In an open letter from Business Leadership South Africa (BLSA) addressed to Finance Minister Tito Mboweni, the organisation asks that the Medium Term Budget Policy Statement (MTBPS) "aggressively trim remaining fat" towards efficient revenue collection in the country.
On behalf of business, BLSA calls for meaningful restraint on the public sector wage bill and that priority be given to necessary social and recovery spending.
Mboweni is due to deliver the MTBPS on October 28.
BLSA adds that while the desire to see a “primary balance” by 2023/24 sounds rather dry, business understands it is important as a step towards balancing the books and stabilising debt levels as a share of gross domestic product (GDP).
Equally, it says, expenditure on the compensation budget must fall toward 10.5% of GDP from 14.2% this fiscal year.
BLSA recommends that healthcare, education and the National Prosecuting Authority be prioritised in the budget, while poor past decisions mean substantial commitments to State-owned entities (SOEs) also have to be met, particularly Eskom.
“Pain has to be taken on budget lines where the growth impact will be smallest.

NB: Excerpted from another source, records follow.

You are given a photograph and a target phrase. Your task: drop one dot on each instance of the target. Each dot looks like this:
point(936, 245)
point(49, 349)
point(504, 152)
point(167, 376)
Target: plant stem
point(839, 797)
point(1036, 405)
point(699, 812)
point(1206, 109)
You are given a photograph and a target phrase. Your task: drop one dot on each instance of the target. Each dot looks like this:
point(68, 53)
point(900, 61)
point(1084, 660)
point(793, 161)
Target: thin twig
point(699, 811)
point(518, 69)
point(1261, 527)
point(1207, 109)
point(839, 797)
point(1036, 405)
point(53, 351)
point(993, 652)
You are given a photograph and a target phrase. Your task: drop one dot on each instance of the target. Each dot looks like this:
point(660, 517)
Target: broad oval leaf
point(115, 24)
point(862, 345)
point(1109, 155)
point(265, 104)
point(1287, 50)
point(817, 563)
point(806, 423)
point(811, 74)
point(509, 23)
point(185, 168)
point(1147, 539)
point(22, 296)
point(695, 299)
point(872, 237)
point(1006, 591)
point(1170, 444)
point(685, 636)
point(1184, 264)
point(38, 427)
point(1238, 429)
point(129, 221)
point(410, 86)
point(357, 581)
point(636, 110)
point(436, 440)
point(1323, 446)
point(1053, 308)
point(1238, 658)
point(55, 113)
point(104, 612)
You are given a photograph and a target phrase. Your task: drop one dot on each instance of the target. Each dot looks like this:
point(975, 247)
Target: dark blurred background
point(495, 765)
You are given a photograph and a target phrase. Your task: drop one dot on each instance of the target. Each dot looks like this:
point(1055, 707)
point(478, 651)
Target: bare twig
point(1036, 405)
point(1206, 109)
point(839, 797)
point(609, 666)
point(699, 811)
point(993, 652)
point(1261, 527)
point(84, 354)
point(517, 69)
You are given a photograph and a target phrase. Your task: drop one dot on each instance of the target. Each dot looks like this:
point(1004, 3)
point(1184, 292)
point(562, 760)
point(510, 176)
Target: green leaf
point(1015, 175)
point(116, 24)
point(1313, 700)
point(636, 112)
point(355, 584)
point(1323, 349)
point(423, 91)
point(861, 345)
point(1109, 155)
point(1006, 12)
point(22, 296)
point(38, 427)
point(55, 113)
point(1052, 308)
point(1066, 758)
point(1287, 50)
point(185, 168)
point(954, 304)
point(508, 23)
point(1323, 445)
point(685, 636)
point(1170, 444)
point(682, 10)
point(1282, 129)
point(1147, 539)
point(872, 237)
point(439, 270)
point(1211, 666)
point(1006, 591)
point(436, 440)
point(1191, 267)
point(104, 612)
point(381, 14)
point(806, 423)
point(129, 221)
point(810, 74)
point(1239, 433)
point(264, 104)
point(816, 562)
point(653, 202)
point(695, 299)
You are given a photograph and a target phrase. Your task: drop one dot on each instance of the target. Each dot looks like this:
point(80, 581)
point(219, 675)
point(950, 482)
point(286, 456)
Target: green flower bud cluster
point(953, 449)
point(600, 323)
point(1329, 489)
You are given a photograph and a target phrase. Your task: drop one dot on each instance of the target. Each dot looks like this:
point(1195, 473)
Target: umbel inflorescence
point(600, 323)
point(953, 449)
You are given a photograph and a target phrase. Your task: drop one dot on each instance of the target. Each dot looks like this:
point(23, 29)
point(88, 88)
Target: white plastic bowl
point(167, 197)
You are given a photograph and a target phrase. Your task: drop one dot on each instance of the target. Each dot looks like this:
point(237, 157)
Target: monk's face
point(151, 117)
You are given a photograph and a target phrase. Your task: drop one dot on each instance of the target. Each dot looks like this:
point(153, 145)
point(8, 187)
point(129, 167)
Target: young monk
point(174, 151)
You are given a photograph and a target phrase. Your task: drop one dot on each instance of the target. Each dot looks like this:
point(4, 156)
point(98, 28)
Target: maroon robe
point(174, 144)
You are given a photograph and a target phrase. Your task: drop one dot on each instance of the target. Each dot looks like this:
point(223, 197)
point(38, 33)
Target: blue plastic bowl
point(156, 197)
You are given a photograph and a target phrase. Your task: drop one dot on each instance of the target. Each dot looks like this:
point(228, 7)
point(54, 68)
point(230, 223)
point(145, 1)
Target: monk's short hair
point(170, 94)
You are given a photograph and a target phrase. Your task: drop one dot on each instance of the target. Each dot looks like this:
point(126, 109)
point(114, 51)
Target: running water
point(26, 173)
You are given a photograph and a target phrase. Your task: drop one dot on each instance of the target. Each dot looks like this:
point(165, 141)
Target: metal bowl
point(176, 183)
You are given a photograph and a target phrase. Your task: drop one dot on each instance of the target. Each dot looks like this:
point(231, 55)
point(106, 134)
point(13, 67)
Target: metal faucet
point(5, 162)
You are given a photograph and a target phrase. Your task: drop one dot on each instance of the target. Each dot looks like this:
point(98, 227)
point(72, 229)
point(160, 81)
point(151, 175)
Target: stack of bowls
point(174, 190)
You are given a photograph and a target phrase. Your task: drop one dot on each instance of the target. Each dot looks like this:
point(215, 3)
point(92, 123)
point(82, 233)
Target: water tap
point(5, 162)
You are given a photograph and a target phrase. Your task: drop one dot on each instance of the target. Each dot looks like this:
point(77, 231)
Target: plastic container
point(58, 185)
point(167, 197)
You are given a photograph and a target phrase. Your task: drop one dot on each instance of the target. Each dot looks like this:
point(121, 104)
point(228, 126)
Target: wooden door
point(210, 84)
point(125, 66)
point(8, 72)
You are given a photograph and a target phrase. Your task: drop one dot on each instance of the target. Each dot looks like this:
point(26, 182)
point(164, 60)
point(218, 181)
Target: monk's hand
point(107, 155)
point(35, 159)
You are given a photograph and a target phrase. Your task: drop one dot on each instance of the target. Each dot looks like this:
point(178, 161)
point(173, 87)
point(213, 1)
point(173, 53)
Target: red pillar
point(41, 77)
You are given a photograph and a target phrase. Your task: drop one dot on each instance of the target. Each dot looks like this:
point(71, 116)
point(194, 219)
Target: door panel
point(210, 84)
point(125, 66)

It is important, too, to set out a roadmap toward the elimination of SOE subsidies and bailouts that is more credible than past promises.
“Many issues that were clear in the emergency budget at the end of June were thrown forward, some to the Budget in February 2021. Business wants to hear some detail at the MTBPS to reduce doubt and aid planning for the year ahead in such uncertain times,” BLSA states.
It adds that an MTBPS that can establish credibility and a path out of this crisis will boost confidence and "tilt the dial" on investment and hiring decisions that are uncertain at present.
“Decisions are always made in business at the margin and [the National] Treasury should affect trust and faith at the margin to make a real difference.”
PRIVATE SECTOR LEADERSHIP
The organisation states that business has, through BLSA, Business for South Africa and other forums, provided technical support, personnel and expertise into government over the past two-and-a-half years in response to the President’s thuma mina call.
"Yet, a recovery from a crisis of this depth cannot be micromanaged and must be unleashed with the State assembling the right foundations," it asserts.
BLSA believes government needs to understand where it does not have the capacity - let alone the funds – to drive elements of the recovery and enable business to do so, where applicable.
There are three key areas in this regard which are interlinked, BLSA explains.
First, the government’s infrastructure push is welcome but cannot be fully centrally directed at every stage and must see a greater degree of private-led provisioning and financing of bankable projects.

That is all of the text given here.